Bu tesbite karşı çıkanlar, 1921 anayasasının kısmen değiştirilmiş hâliyle ilân edilen 1923 Cumhuriyeti’nin, “Birinci Madde: Hâkimiyet, bilâ kayd ü şart milletindir. İdare usulü halkın mukadderatını bizzat ve bilfiil idare etmesi esasına müsteniddir (dayanır). Türkiye Devleti’nin şekl-i hükümeti Cumhuriyettir. İkinci Madde: Türkiye Devleti’nin dîni, dîn-i İslâm’dır. Resmî lisanı Türkçe’dir” maddelerine sahip olduğunu söylüyorlar.

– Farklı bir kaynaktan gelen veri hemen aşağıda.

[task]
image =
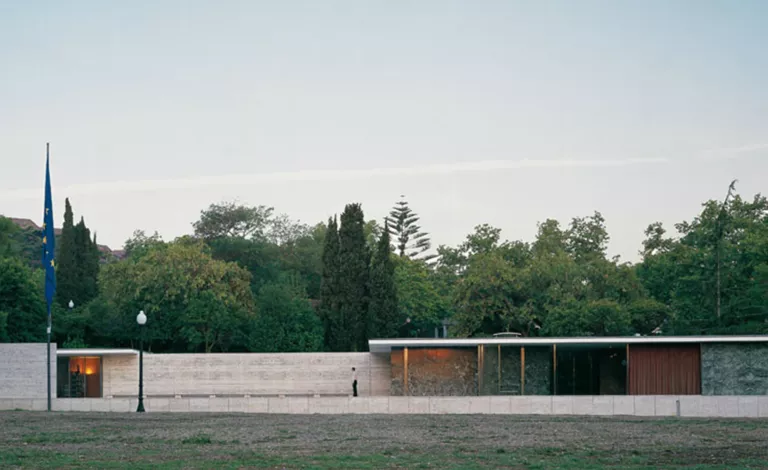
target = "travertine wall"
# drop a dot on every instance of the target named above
(23, 371)
(247, 374)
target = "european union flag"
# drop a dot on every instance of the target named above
(49, 239)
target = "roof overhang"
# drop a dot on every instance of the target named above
(95, 352)
(386, 345)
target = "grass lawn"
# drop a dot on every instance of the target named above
(171, 441)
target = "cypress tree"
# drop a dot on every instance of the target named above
(329, 287)
(382, 311)
(66, 262)
(354, 258)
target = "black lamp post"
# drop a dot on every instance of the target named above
(141, 319)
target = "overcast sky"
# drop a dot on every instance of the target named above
(505, 113)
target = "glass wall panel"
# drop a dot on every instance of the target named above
(78, 377)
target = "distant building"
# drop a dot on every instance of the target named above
(107, 254)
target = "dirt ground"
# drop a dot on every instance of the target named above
(155, 440)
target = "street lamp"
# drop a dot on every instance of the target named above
(141, 319)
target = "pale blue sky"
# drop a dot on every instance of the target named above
(500, 112)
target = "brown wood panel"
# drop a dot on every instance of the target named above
(665, 370)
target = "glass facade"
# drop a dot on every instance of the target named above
(78, 377)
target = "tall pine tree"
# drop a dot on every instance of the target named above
(354, 259)
(410, 241)
(329, 289)
(382, 311)
(87, 260)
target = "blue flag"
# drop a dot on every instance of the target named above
(49, 239)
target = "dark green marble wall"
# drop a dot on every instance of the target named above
(538, 371)
(510, 371)
(734, 369)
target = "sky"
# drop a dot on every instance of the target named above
(500, 112)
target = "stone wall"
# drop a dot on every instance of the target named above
(23, 371)
(538, 370)
(734, 369)
(434, 372)
(247, 374)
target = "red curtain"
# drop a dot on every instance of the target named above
(665, 370)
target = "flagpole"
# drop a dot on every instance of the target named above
(49, 357)
(48, 330)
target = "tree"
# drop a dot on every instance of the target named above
(683, 274)
(140, 243)
(167, 283)
(77, 262)
(354, 259)
(67, 269)
(491, 299)
(410, 241)
(382, 309)
(419, 299)
(209, 322)
(330, 290)
(587, 237)
(286, 321)
(283, 230)
(229, 219)
(87, 264)
(22, 308)
(596, 318)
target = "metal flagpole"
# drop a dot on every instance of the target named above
(48, 363)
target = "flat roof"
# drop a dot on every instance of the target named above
(96, 352)
(386, 345)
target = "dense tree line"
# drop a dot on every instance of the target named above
(249, 280)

Meseleyi yanlış kavrama ve anlama noksanlığı burada başlıyor. Şöyle ki: Bir kısım Atatürkçü milliyetçi çevreler “1923’de Cumhuriyet ilân edildiğinde anayasasında ‘devletin dîni dînî İslâm’dır ibaresi bulunuyordu. Dolayısıyla Cumhuriyet millîdir…” diyerek kısa bir müddet sonra lâdinîliğe doğru hızla değişen Cumhuriyet’e toz kondurmuyorlar.

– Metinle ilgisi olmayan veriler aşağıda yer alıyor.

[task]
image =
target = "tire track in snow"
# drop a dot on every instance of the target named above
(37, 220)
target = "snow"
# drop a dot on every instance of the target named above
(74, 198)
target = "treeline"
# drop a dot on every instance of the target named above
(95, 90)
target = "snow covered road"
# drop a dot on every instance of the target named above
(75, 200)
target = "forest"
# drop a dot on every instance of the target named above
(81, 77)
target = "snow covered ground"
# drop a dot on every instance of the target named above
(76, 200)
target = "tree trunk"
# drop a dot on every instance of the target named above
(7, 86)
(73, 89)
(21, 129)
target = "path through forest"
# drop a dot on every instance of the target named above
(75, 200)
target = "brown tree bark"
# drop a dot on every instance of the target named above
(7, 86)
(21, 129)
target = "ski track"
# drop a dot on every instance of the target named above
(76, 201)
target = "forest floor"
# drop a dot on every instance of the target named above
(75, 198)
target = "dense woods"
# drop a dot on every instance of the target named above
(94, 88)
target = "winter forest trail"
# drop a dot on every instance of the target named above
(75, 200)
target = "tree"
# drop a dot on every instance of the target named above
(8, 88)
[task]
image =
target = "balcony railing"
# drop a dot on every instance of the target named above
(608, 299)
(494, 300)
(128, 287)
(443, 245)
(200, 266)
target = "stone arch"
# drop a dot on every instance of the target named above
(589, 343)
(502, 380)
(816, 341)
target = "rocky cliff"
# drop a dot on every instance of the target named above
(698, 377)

Cumhuriyetçi kadro Millî Mücadele’nin rûh ve fikrinden caymıştır

Atatürkçü ulusalcı güruhun Millî Mücadele’yi Cumhuriyetin devamı olarak görmesi ciddiyeti olmayan, baştanbaşa yalan ve ideolojik bir edebiyattan ibaret… Cumhuriyetin kağıt üstündeki muhtevasına o şartlarda pekâlâ itiraz edilmeyebilir. Bu muhtevanın fiili olarak 1924’de başlayan ve 1928 Anayasası’yla resmîleştirilerek İslâmî değer ve müesseselerin lağvedildiği ve lâdinî Cumhuriyete dönüştürüldüğü gerçeği görmezden gelinemez.

Devrin Gelibolu milletvekili Celâl Nuri İleri’nin (bu zat soyadı gibi, 1928’den sonra pozitivist ilerici, seküler ulus devlet teklifini yapanların içindedir) “1921 Anayasasındaki değişiklik mazbatasını” 29 Ekim 1923’de Meclis’te takdim eder. Müsbet sayılabilecek bu mazbatadaki anayasa teklifi 1925’de başlayıp da 1928’de tamamen değişen iki zaman arasındaki Cumhuriyet’in farkını görmeye çalışalım:

“Milletimizi refah ve saadete ulaştırıp tam bir bağımsızlığa kavuşturan ve Allah’ın da takdir ettiği savaşta millî hâkimiyet esası kat’î surette kabul edilmiş ve daima buna riayet edilegelmişti. Bu usulün necib Türk milletine ne büyük muvaffakiyet temin ettiği aşikârdır. Hâkimiyetin kayıtsız-şartsız millete ait olması ve idare usûlünün milletin mukadderatını bizzat ve bilfiil idare etmek esasına dayanması zaten ‘Cumhuriyet’ demek olduğundan, saltanatı kesin şekilde kaldıran bu kelimenin kullanılıp Türkiye Devleti’nin şeklinin cumhuriyet hükümeti olması hakkında Teşkilât-ı Esasiye Kanunu’nun özel maddesinin bir fıkra ile açıklığa kavuşturulması hukuk ve uygulama bakımından münasip görülmüştür.” (D. Mehmet Doğan, a.g.e.)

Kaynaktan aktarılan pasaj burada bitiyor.